Fixed income instruments are securities in which an investor receives regular income payments over a period of time. Fixed income instruments generally take the form of debt securities, such as bonds, although some stocks that pay dividends also pay a fixed income. Retirees often use income instruments to generate supplemental monthly income.

Bonds are a form of debt in which a creditor loans money to the debt issuer and charges the debt issuer monthly or yearly interest. Governments issue bonds to raise money for public projects, such as building roads or new schools, while corporations issue bonds to raise the revenue needed for mergers and acquisitions. Bond terms typically last at least six months, although national governments issue bonds that last up to 30 years. Long-term bonds pay lower interest rates, but appeal to people looking for predictable payments over long periods of time. In the United States, payments from the proceeds of municipal bonds are not taxed at the federal level, making the bonds especially attractive to investors with high tax brackets.

Common shares are not considered fixed income instruments because their value fluctuates daily and dividend payments are subject to change. Many large companies issue preferred stock, which pays fixed dividends. Preferred stock dividends are normally taxable. To make stocks an attractive investment, dividend payments on preferred stocks are generally higher than the yields paid on bonds.

Investors buying fixed income instruments are exposed to a variety of different risks, including the risk of insolvency, as an issuer of government or corporate bonds can only continue to make regular income payments as long as it remains solvent. If a bond-issuing entity goes bankrupt, bond payments generally cease. Many bondholders eventually receive a portion of their investment, but the loss of income can be problematic. When a corporation fails, preferred shareholders can claim a portion of the bankrupt company’s assets, but only after taxes, payroll, and debts have been settled. Preferred stock often loses value after a company becomes insolvent, and many investors lose both a source of income and their original investment.

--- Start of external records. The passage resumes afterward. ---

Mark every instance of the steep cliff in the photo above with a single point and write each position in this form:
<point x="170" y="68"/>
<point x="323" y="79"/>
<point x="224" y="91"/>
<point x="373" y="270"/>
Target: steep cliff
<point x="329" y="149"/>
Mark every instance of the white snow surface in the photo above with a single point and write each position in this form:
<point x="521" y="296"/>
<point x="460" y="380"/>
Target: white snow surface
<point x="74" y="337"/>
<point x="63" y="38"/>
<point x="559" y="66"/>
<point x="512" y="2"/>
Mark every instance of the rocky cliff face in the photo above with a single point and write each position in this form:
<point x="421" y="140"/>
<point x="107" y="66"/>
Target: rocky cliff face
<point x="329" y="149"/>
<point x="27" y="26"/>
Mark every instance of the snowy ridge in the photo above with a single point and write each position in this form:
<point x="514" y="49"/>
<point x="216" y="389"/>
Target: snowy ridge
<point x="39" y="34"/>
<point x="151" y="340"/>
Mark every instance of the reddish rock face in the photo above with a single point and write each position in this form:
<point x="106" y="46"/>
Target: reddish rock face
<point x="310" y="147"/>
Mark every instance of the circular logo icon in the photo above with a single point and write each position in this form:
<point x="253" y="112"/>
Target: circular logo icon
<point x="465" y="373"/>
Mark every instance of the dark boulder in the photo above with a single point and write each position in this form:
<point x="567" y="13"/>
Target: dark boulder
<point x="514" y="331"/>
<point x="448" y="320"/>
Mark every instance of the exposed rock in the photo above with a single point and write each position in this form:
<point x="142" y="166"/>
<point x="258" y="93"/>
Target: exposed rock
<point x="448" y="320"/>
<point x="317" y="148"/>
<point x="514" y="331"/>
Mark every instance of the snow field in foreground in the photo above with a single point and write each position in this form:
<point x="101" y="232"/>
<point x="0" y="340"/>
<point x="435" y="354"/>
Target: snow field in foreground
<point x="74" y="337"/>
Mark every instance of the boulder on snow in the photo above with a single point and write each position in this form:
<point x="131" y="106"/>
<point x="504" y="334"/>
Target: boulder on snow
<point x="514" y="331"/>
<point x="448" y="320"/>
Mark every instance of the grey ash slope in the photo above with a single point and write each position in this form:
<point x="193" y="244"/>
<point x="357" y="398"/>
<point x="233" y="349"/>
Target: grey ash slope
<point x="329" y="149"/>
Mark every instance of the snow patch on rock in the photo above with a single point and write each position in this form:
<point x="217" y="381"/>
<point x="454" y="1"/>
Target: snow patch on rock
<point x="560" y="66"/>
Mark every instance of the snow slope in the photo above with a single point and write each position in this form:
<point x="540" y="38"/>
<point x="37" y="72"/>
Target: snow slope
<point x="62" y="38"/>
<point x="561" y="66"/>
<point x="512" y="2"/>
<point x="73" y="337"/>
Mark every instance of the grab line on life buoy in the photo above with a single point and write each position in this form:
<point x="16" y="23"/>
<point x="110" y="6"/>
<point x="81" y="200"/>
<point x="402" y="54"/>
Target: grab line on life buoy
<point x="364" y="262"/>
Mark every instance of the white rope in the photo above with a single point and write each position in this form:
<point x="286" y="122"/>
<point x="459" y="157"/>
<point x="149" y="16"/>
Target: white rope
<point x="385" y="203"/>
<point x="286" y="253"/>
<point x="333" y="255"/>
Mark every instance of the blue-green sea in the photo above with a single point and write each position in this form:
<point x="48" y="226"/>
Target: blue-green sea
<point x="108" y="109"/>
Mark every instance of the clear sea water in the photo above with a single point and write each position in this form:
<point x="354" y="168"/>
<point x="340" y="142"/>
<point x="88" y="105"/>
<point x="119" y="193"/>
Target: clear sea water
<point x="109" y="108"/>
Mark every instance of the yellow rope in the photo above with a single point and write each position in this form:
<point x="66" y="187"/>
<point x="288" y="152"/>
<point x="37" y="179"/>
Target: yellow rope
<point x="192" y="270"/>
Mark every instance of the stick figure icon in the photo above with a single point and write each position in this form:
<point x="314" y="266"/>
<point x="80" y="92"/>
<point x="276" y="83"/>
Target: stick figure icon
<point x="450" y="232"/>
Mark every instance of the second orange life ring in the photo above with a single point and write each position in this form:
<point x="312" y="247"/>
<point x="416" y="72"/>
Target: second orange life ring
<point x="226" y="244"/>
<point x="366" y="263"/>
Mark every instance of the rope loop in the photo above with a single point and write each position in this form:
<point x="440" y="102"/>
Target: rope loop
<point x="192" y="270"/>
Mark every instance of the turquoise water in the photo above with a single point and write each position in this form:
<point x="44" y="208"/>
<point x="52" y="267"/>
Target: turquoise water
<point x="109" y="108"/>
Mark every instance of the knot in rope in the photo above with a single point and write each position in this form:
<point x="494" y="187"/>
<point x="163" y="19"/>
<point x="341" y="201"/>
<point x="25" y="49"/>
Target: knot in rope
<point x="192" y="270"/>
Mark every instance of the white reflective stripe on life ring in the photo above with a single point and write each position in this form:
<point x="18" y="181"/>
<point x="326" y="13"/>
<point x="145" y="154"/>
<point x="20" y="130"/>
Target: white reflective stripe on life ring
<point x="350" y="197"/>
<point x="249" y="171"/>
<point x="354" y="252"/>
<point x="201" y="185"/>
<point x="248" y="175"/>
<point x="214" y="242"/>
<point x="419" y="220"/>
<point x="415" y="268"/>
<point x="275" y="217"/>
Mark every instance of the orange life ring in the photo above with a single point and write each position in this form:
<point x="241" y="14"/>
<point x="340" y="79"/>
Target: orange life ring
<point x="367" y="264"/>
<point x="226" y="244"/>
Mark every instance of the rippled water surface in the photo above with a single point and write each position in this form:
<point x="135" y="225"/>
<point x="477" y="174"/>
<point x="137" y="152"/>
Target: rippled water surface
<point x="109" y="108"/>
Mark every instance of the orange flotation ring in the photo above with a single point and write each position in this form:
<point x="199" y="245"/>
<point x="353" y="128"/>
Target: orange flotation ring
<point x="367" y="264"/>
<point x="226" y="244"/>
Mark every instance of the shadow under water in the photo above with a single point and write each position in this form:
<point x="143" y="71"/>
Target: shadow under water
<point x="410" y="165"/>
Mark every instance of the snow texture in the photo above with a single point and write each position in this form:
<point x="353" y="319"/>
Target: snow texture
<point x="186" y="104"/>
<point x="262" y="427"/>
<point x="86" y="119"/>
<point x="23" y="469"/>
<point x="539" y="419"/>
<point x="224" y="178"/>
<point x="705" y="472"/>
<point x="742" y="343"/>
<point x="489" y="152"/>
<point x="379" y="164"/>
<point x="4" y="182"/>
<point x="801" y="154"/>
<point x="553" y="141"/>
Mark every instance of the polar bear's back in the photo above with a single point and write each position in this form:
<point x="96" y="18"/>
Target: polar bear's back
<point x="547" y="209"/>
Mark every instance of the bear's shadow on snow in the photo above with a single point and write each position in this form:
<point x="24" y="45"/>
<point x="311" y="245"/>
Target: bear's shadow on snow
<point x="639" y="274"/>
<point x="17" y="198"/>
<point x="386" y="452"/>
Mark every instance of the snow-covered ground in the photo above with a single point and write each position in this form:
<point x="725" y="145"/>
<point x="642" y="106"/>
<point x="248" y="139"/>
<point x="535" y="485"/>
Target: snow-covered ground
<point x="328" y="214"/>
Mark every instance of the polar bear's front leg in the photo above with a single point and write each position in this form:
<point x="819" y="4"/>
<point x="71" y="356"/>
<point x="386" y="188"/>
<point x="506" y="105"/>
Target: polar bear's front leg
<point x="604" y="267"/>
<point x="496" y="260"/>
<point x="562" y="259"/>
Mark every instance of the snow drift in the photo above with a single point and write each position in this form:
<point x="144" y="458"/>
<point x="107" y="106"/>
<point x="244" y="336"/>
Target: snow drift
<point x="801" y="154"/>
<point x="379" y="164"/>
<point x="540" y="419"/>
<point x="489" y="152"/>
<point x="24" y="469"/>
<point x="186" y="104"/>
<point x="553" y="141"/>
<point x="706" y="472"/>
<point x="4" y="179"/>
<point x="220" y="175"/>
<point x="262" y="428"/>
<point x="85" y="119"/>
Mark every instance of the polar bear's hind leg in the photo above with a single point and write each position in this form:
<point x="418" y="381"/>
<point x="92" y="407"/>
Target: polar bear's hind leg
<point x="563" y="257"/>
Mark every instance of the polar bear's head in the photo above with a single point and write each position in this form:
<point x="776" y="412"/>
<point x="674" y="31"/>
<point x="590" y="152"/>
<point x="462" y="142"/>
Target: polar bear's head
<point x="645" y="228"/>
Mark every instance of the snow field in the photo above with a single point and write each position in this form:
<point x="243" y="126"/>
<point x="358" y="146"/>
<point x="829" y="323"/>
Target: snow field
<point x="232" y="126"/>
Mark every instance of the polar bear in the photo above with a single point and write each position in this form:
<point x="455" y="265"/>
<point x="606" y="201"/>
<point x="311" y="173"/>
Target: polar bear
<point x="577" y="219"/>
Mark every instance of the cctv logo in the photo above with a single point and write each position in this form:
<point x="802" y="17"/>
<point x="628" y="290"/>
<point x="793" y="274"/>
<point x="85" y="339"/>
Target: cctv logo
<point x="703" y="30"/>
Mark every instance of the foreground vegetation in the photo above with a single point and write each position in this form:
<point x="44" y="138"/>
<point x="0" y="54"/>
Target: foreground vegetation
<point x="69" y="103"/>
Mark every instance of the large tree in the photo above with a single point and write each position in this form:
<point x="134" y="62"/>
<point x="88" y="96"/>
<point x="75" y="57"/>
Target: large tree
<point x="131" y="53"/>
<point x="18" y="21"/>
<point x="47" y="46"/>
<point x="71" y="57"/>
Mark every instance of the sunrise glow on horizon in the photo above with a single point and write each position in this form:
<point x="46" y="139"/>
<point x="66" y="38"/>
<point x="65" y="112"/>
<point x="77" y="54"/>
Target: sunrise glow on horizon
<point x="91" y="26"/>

People who are highly dependent on fixed income instruments also have to deal with inflation risk. Prices tend to rise over time, causing the cost of living to rise steadily over long periods of time. Fixed income payments remain unchanged, meaning inflation erodes investors’ purchasing power. Some investors prefer to buy investments that offer variable rates, such as variable rate certificates of deposit, but while these investments do not expose individuals to the risk of inflation, investors cannot predict income payments from one month to the next.